Let’s Dance!

  • Thu Apr 16th, 2015 7:45pm
  • News

The new IOOF hall in downtown Forks 1925.

Friday Jan. 9, 1925, many of the 300 or so Forks residents had gone to watch the Forks basketball team play Clallam at the IOOF Hall. The game got over around 10:30 p.m., many had barely gotten to sleep when the sound of barking dogs and the church bell ringing brought them to their feet and what they saw against the clear night sky was flames, lots of flames.

It was a little before midnight when the good citizens of Forks discovered their town was on fire.

Kirby’s Pool Hall, where Forks Mini Mall is today, was fully engulfed and the Forks Hotel, where Chinook Pharmacy now sits, was just beginning to burn. Locals had begun throwing buckets of water on the walls of the structures, the source of which was the small creek that ran down what is now Division Street.

After some chaos, those on the scene got organized and formed a bucket brigade — at the time Forks had no organized fire department.

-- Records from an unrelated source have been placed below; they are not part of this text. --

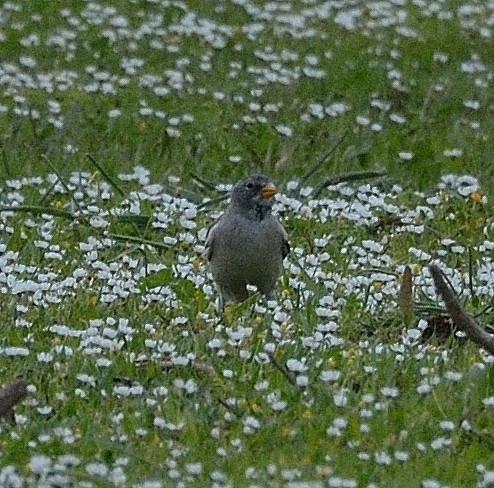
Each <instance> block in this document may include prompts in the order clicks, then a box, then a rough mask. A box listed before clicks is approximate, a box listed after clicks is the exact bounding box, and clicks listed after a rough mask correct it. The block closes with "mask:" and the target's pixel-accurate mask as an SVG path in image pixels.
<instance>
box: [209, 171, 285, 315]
mask: <svg viewBox="0 0 494 488" xmlns="http://www.w3.org/2000/svg"><path fill="white" fill-rule="evenodd" d="M277 192H278V190H277V189H276V187H275V186H274V184H273V183H272V182H271V180H270V179H269V178H267V177H266V176H263V175H251V176H248V177H247V178H245V179H244V180H242V181H240V182H239V183H237V184H236V185H235V187H234V189H233V192H232V197H231V200H230V205H229V206H228V208H227V209H226V211H225V213H224V214H223V215H222V216H221V217H220V218H219V219H218V220H217V221H216V222H214V224H213V225H212V226H211V227H210V228H209V229H208V233H207V236H206V249H205V255H206V257H207V259H208V260H209V263H210V268H211V272H212V274H213V278H214V281H215V283H216V286H217V287H218V290H219V292H220V308H223V306H224V305H225V304H226V303H228V302H230V301H242V300H245V299H246V298H247V297H248V292H247V289H246V285H255V286H256V287H257V289H258V291H259V292H261V293H262V294H263V295H265V296H266V297H267V298H272V297H273V295H274V289H275V285H276V281H277V280H278V278H279V276H280V274H281V270H282V267H283V259H284V258H285V256H286V255H287V254H288V252H289V250H290V247H289V244H288V236H287V233H286V231H285V229H284V228H283V227H282V225H281V224H280V222H279V221H278V219H277V218H276V217H275V216H274V215H273V214H272V213H271V208H272V206H273V203H274V201H273V197H274V195H276V193H277Z"/></svg>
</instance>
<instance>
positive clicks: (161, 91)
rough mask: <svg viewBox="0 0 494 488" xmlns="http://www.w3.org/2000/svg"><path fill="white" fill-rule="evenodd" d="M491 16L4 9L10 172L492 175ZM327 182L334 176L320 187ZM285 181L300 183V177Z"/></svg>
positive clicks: (173, 173)
mask: <svg viewBox="0 0 494 488" xmlns="http://www.w3.org/2000/svg"><path fill="white" fill-rule="evenodd" d="M493 15H494V9H493V7H492V5H491V4H490V3H489V2H484V3H482V2H481V3H478V2H477V3H475V2H474V3H468V2H456V3H455V4H452V5H446V4H445V3H444V2H426V1H422V0H414V1H412V2H404V1H372V2H369V1H335V2H331V1H322V0H303V1H300V2H275V1H273V2H253V1H251V0H245V1H244V0H241V1H237V0H231V1H226V0H224V1H223V0H222V1H217V2H214V4H211V5H210V4H206V3H204V2H201V1H197V0H195V1H194V0H189V1H179V0H176V1H175V0H161V1H158V0H148V1H143V2H123V1H113V2H102V3H100V2H98V1H81V2H76V3H71V4H67V5H60V4H57V3H56V2H36V3H33V2H29V1H25V0H24V1H6V2H4V3H2V4H1V5H0V90H1V94H2V97H1V100H0V131H1V134H2V139H1V142H2V151H3V152H2V154H3V159H2V170H4V169H5V170H6V172H7V173H10V174H13V175H16V174H19V173H20V174H22V175H25V174H26V173H29V174H31V175H32V174H38V173H39V172H40V171H42V172H43V173H46V172H48V171H49V170H50V168H49V166H48V165H47V163H46V161H45V160H44V159H43V158H42V157H41V156H42V155H45V156H47V157H48V159H49V160H51V161H52V163H53V164H55V166H56V167H61V161H62V160H63V167H64V168H66V169H71V170H79V169H80V168H81V167H87V166H88V159H87V156H86V154H88V153H89V154H90V155H92V157H93V158H94V159H95V160H96V161H98V162H100V163H101V164H102V165H103V166H105V168H107V169H108V170H110V169H112V168H114V169H115V170H116V171H118V170H119V169H121V168H122V166H123V167H125V168H127V169H129V168H130V167H132V166H134V165H135V164H142V165H144V166H146V167H150V168H151V169H152V171H153V173H157V174H158V175H160V176H161V175H162V174H163V173H166V174H177V173H179V174H180V173H181V172H182V171H184V170H186V171H190V170H193V171H196V172H198V173H200V174H202V175H203V176H209V177H214V179H215V180H217V177H218V175H221V176H222V177H225V178H228V177H230V176H232V175H233V176H234V177H235V178H239V177H240V176H241V175H242V176H243V175H245V173H246V172H252V170H253V169H259V168H261V169H263V170H264V172H268V173H273V172H275V173H288V174H289V176H290V177H293V176H301V175H303V174H305V173H306V171H307V169H308V167H309V166H312V165H313V164H314V163H315V162H316V161H317V160H319V158H320V157H321V155H323V154H326V153H327V151H328V149H329V148H331V147H333V146H334V145H335V144H336V143H337V141H340V139H341V138H342V137H344V136H345V135H346V137H345V138H344V142H343V143H342V144H341V146H339V147H338V150H337V151H336V152H335V154H334V157H333V158H332V160H331V164H325V165H324V166H325V170H326V171H325V174H327V173H330V174H335V173H336V174H339V173H342V172H346V171H349V170H356V169H358V170H361V169H365V170H367V169H370V168H373V167H374V166H376V165H377V166H379V167H385V168H386V169H387V170H388V171H389V172H390V173H391V174H392V175H393V176H394V178H395V179H397V180H399V181H401V182H406V183H408V182H409V181H410V180H412V181H415V182H416V183H418V184H419V185H422V186H430V185H433V184H434V182H436V181H438V179H439V177H440V175H441V173H442V172H445V170H446V171H447V172H455V173H463V172H465V168H467V169H468V172H473V173H474V174H476V175H486V176H492V164H491V153H492V131H493V125H492V117H491V114H492V96H491V92H492V71H493V62H492V59H493V56H492V49H491V38H492V17H493ZM319 176H320V174H319ZM286 179H287V178H286Z"/></svg>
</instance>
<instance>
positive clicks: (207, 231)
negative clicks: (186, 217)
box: [203, 216, 223, 261]
mask: <svg viewBox="0 0 494 488" xmlns="http://www.w3.org/2000/svg"><path fill="white" fill-rule="evenodd" d="M221 217H223V216H221ZM221 217H220V218H219V219H217V220H215V221H214V222H213V223H212V224H211V225H210V226H209V227H208V230H207V232H206V244H205V248H204V253H203V256H205V257H206V258H207V260H208V261H211V258H212V257H213V252H214V241H215V229H216V227H217V225H218V223H219V222H220V220H221Z"/></svg>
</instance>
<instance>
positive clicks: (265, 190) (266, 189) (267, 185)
mask: <svg viewBox="0 0 494 488" xmlns="http://www.w3.org/2000/svg"><path fill="white" fill-rule="evenodd" d="M277 193H278V189H277V188H276V187H275V186H274V185H273V184H272V183H268V184H267V185H265V186H263V187H262V188H261V198H264V199H266V200H267V199H268V198H271V197H274V196H275V195H276V194H277Z"/></svg>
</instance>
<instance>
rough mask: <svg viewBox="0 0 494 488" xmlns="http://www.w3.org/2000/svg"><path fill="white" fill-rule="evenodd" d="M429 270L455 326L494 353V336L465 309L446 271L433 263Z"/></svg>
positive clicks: (490, 351) (435, 284)
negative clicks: (455, 290)
mask: <svg viewBox="0 0 494 488" xmlns="http://www.w3.org/2000/svg"><path fill="white" fill-rule="evenodd" d="M429 271H430V273H431V275H432V279H433V280H434V285H435V286H436V290H437V292H438V293H439V294H440V295H441V297H442V299H443V300H444V303H445V304H446V310H447V311H448V313H449V315H450V316H451V318H452V319H453V323H454V324H455V326H456V327H457V328H458V329H460V330H462V331H463V332H465V334H466V335H467V337H468V338H469V339H471V340H472V341H473V342H475V343H476V344H477V345H479V346H480V347H482V348H483V349H485V350H486V351H487V352H488V353H489V354H492V355H494V336H492V335H491V334H489V333H487V332H486V331H485V330H484V329H482V328H481V327H479V326H478V325H477V323H476V322H475V320H474V319H473V318H472V317H471V316H470V315H469V314H468V313H466V312H465V310H463V308H462V306H461V304H460V302H459V300H458V298H457V296H456V294H455V292H454V290H453V288H452V287H451V285H449V284H448V283H447V282H446V280H445V278H444V273H443V272H442V271H441V270H440V269H439V267H438V266H436V265H435V264H433V265H432V266H430V267H429Z"/></svg>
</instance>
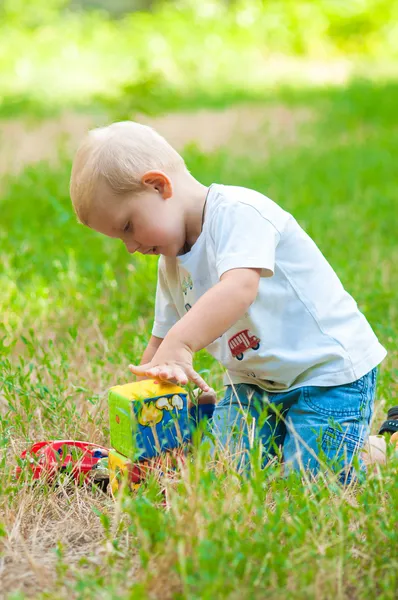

A woman who lived nearby, Mrs. Hammon, brought blankets and a mattress and these items were used to dam up the creek, making for a better water supply.

It was not long before the fire jumped Division Street and with the bucket brigade now in full force, men began running up the stairs of the Oddfellow’s Hall with buckets of water and throwing them on the roof of the Past Time Pool Hall, which was where the Olympic Pharmacy building was located.

It was at this point in the disaster that someone, the name of this person is long forgotten, decided to dynamite the south side of the pool hall. The thought was in doing so the fire would not spread to the IOOF Hall. Apparently it sounded like a good idea at the time, but soon both buildings were ablaze.

As the fire devoured the town, many began removing furniture and fixtures out of the pool hall and Bill Whitcomb’s Deep Apple Pie lunchroom, which was on the ground floor of the Oddfellow’s Hall.

But, this fire was not done yet.

Next in line was Groffman’s store and a rush was made to remove clothing and shoes to the opposite side of the street. Groffman’s also succumbed but thanks to a pump placed in the dammed up creek the buildings on the west side of the street were saved, but a total of six buildings were gone.

The rebuilding started before the embers had barely cooled. The Oddfellow’s was rebuilt using the same foundation and by July that same year the local paper heralded the rebirth of the “New Forks, modern and up to the minute.”

When the fire alarm sounded in late October 2012, this time the community had a volunteer fire department. Even though two buildings were lost, firemen did an outstanding job saving the surrounding buildings, some just feet away.

This time before the rebuilding could start there were many hoops to jump through before the first nail could be driven and there were questions about even rebuilding.

Then there was the uproar over the design. The people of 1925 wanted new and modern — the people of 2012 wanted something that beckoned of the past.

Well, now it is done, and it is going to be a wonderful addition to downtown. I hope the community will come out and enjoy all the activities that are planned.

Especially meaningful will be the family dance on Saturday night. The event will serve as the first fundraiser for the newly formed Rainforest Council for the Arts. The last event at the old RAC was a family dance. It is time to make new memories.